Words are powerful. They’re only a collection of markings and syllables, yet strung together appropriately they can be made to sell, to soothe, or to attack. Words are artificial. Whether spoken or written, they’re always a representation, because in and of themselves, words are nothing. And yet we live in a world addicted to words.
I'm perhaps more of an addict than most. I love writing, of course, and books, naturally, but more than that – I’ll literally read any words that pass before my eyes. Even this week, stuck in my house with little stimulation, I’ve ended up reading, over and over, the back of the salt packet. I adore the spoken word, too: I enjoy debating ideas, discussing books (words about words, my ideal pastime) or the to-and-fro of an easy chat with a friend.
However, it’s starting to occur to me that my – and the world’s – reliance on words may not always be a good thing. My partner is dyslexic, and spends hours constructing emails, fearful of that red-pen memory, the teacher who marks down on messy presentation and poor spelling.

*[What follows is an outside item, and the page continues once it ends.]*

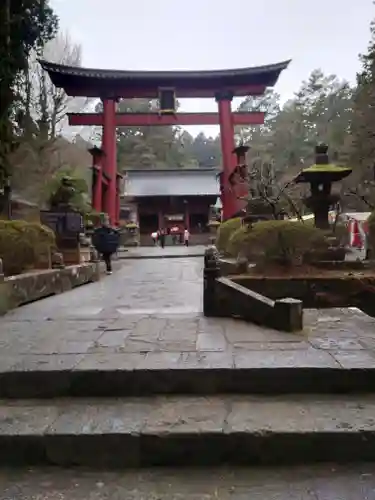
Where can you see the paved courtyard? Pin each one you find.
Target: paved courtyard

Other friends fear social gatherings – whether in real life or, these days, via internet dates – the quick-wittedness with words we’re supposed to display. There’s a tyranny in having to be funny and clever and charming, while not accidentally blurting faux pas we can’t take back.
Not only that, but our addiction to words has created a written and spoken babble that takes over our headspace and means it can be hard to find peace.

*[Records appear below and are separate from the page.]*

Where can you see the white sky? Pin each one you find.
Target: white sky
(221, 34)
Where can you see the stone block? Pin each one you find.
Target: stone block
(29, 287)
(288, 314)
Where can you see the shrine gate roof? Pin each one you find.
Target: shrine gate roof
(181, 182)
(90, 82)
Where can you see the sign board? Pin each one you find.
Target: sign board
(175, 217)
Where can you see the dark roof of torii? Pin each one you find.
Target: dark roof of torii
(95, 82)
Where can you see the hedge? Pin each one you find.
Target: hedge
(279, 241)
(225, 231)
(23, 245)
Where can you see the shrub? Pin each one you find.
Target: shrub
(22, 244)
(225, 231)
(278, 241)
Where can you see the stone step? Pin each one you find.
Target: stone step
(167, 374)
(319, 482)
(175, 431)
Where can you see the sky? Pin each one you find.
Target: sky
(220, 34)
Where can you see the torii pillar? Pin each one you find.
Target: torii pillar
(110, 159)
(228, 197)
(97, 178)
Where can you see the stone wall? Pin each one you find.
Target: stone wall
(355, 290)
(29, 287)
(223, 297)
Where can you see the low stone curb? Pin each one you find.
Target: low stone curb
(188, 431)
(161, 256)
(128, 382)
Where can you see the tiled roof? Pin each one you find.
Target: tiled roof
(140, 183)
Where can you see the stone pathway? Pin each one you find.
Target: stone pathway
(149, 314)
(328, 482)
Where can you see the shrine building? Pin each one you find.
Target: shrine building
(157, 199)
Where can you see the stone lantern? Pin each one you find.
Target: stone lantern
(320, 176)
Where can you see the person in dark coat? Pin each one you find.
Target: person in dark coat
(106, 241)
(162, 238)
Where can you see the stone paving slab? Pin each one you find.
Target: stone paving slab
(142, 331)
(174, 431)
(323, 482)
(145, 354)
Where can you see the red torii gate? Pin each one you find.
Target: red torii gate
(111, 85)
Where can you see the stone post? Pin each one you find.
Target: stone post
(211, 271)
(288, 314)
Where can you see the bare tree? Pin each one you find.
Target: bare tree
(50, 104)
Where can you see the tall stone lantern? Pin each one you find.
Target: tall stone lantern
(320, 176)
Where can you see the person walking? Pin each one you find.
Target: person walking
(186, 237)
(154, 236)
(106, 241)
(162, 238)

Whether we’re listening to a podcast, scrolling through social media posts – or speaking or typing our own words to the world – we’re avoiding the stillness that's essential to inner harmony.
In recent weeks and months, it might seem as if the world has come to a stop. There appears to be a silence that has befallen the planet. And perhaps other sounds have risen to greet your ears. Think of the Buddhist monks who meditate silently up the sides of mountains. I imagine it’s hardly noiseless up there – wind whistling down the ravine, birdcalls, a river rushing nearby. Perhaps, with the lack of ambient noise, you’ve noticed other things too. And those monks’ silence might more accurately be called wordlessness.

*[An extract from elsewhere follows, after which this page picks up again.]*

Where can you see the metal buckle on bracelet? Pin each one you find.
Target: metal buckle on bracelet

However, the void we’re living through now can lead us to avoid wordlessness through fear. Even though we know in theory that tuning in to a different beat can aid our sense of calm, it’s when the words stop – when we switch off the radio, put down our phone, and sit in silence – that negative thoughts can creep in. I know, because I've been there, and once, there was a time when I’d have done anything to avoid it. A noisy babble holds off the jibber-jabber of challenging emotions, so why wouldn't we fill our lives with words?
Yet we can only hold off the flood for so long. It starts to leak through in the gaps: the inevitable pauses in the babble, the moments of brief wordlessness, the long dark silences of the night (which, increasingly, some people are filling with words).
Allowing wordlessness, dealing with the throughflow of emotions that follows, and managing them with self-compassion and love, is the only way I've found of emerging from the depths. A few years ago I started to allow silence into my everyday life – and now that the world has fallen into a simmering quiet, I’m trying to embrace the opportunity it presents. When I take my daily exercise I leave my phone at home and focus on the sky above. I switch off the radio and the TV news. I relish the stilling of the constant flow.
And, when the world slowly returns to the busyness it had, I shall endeavour to continue my wordlessness. I’ll take walks in the hills, and will avoid those urbanised routes that have become saturated with words I don’t need – from advertising, shopfronts and street signs.
Like many people, I’ve also found myself speaking less these days. It reminds me of when I lost my voice for a week, and how it opened my mind to the possibilities of being wordless. I found myself thinking more openly, because I wasn't adding my spoken words to the babble. So now I’m trying to relish how the gaps between words give me an opportunity to discover stillness within. I recommend you try it too. For wordlessness might be what you need to discover the peace that exists inside.